B764 From United States of America, joined Nov 2001, 758 posts, RR: 1 Posted (11 years 1 week ago) and read 2857 times:
The search for my first digital camera continues. I ran across the FinePix S5000. It has many of the features I would like in my first digital camera. However, I was wondering why more people don't use Fuji cameras? Do they have a bad name or history? Can anyone explain their new technology, ex:
3.1 million effective megapixels & 6.0 million recording megapixels.
I remember the salesman at the store talking about the new Fuji technology, but I wasn't interested in Fuji at that time.
AvroArrow From Canada, joined Sep 2001, 1045 posts, RR: 0
Reply 1, posted (11 years 6 days 5 hours ago) and read 2760 times:
I have the Fuji S602 and I'm pretty happy with it. I think maybe you don't hear more about them on this site because they make more consumer grade cameras than professional grade ones. Except for the S1/S2 DSLRs which take Nikon glass all of Fuji's digicams are consumer grade with the associated slowness and compromises that the pros hate. That said the S602 and its replacement the S7000 are pretty damn fast overall as far as focus and cycle time for a shot, but at about $1200 CDN they should be.

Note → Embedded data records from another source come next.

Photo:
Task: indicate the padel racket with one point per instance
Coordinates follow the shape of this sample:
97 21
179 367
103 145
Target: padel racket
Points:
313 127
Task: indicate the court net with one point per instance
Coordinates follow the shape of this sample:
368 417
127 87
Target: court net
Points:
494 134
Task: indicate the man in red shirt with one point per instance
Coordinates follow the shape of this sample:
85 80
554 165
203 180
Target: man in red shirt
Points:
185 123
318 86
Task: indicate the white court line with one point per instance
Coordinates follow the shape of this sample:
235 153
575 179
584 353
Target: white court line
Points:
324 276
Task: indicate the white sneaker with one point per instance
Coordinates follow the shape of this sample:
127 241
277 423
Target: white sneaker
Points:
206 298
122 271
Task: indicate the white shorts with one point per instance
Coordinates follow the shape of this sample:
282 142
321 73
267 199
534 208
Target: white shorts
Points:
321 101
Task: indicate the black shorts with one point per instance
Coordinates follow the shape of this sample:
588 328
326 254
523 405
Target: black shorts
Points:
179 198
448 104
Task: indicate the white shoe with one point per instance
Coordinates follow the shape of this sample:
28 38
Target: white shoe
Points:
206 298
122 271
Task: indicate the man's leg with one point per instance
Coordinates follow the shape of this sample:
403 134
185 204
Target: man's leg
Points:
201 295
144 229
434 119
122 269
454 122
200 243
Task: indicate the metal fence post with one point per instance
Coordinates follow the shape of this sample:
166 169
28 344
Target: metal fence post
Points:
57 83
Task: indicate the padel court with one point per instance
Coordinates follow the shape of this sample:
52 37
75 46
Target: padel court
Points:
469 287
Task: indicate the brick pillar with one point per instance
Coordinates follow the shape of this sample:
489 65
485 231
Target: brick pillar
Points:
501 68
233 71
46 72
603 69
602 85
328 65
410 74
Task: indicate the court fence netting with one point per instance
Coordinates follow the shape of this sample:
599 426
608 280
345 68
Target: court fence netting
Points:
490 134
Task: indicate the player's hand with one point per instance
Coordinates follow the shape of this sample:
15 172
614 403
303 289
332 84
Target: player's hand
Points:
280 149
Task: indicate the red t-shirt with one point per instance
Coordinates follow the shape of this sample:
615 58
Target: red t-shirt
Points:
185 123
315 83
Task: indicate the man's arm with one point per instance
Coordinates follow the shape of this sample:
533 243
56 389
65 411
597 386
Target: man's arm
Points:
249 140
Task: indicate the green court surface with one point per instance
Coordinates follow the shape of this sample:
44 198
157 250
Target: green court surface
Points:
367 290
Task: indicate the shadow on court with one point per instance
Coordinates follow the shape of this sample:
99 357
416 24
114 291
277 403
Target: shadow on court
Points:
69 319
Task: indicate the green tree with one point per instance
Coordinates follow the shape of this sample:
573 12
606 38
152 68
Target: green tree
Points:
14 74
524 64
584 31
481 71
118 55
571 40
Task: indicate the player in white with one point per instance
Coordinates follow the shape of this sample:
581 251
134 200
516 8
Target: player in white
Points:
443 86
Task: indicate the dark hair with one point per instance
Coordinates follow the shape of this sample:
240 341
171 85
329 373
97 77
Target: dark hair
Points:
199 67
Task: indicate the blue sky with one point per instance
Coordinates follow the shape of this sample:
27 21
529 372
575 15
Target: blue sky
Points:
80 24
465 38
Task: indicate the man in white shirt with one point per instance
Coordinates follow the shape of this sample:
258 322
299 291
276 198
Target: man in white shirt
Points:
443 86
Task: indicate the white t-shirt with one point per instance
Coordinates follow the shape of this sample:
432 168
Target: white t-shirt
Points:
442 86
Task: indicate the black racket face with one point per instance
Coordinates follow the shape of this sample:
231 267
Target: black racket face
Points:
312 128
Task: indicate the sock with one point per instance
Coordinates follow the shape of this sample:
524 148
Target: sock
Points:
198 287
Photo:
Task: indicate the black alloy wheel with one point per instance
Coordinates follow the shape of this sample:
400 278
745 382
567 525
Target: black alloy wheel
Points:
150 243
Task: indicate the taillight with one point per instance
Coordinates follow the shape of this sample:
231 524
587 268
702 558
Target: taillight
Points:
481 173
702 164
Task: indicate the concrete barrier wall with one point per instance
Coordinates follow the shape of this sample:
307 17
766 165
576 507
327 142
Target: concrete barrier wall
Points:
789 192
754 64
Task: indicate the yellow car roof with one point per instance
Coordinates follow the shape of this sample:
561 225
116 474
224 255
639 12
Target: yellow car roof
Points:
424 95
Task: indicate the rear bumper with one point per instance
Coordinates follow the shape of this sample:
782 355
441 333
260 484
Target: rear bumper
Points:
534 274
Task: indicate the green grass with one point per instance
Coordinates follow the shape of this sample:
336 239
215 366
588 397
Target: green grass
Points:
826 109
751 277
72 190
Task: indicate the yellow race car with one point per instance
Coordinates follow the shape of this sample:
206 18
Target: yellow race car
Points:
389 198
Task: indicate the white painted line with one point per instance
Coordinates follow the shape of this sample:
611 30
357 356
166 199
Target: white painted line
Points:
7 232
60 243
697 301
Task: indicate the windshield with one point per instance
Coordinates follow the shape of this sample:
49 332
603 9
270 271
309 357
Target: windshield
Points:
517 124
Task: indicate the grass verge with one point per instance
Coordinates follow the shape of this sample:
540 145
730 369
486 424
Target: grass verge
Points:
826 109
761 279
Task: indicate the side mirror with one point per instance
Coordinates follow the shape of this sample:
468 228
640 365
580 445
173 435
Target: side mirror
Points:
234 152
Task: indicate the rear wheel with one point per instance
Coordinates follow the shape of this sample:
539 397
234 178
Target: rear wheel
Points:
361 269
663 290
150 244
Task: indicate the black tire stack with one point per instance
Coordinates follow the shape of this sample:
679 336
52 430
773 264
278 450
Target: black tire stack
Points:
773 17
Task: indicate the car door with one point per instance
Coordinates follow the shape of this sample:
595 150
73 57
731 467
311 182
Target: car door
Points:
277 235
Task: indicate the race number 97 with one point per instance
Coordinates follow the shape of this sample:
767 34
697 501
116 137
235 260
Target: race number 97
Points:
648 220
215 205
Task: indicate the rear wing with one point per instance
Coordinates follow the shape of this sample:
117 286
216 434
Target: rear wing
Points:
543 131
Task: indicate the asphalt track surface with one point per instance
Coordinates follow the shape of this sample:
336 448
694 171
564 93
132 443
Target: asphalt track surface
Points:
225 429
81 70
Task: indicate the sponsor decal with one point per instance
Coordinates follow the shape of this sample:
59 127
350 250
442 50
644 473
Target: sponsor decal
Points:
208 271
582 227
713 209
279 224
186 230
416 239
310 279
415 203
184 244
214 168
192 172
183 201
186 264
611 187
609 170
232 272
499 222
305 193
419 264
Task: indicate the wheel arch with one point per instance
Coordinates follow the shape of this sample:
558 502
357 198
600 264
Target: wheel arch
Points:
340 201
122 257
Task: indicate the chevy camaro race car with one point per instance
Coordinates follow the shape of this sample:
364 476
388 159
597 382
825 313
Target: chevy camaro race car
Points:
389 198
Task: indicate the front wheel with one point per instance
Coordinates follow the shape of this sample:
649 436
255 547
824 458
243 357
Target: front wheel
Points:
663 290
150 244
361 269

Give me a mile of road and I can take you a mile. Give me a mile of runway and I can show you the world.
707CMF From France, joined Mar 2002, 4885 posts, RR: 29
Reply 2, posted (11 years 5 days 6 hours ago) and read 2746 times:
I bought it second hand from a well known A.net spotter, I have to say I'm rather satisfied with it.
It takes good pics (Although it did not really increase my acceptance rate on A.net ... ), and is quite resistant : it fell on concrete earlier today (don't laugh too much Will) and still shoots to tell the story.
UTA_flyinghigh From Tunisia, joined Oct 2001, 6495 posts, RR: 50
Reply 3, posted (11 years 5 days 6 hours ago) and read 2743 times:
BTW you vieille pute, it is still under warranty, I have the documents waiting for you on the living room table (you might need them).
Forget about the "extrapolated" resolution, it's merely a marketing term to define the dreaded digital zoom.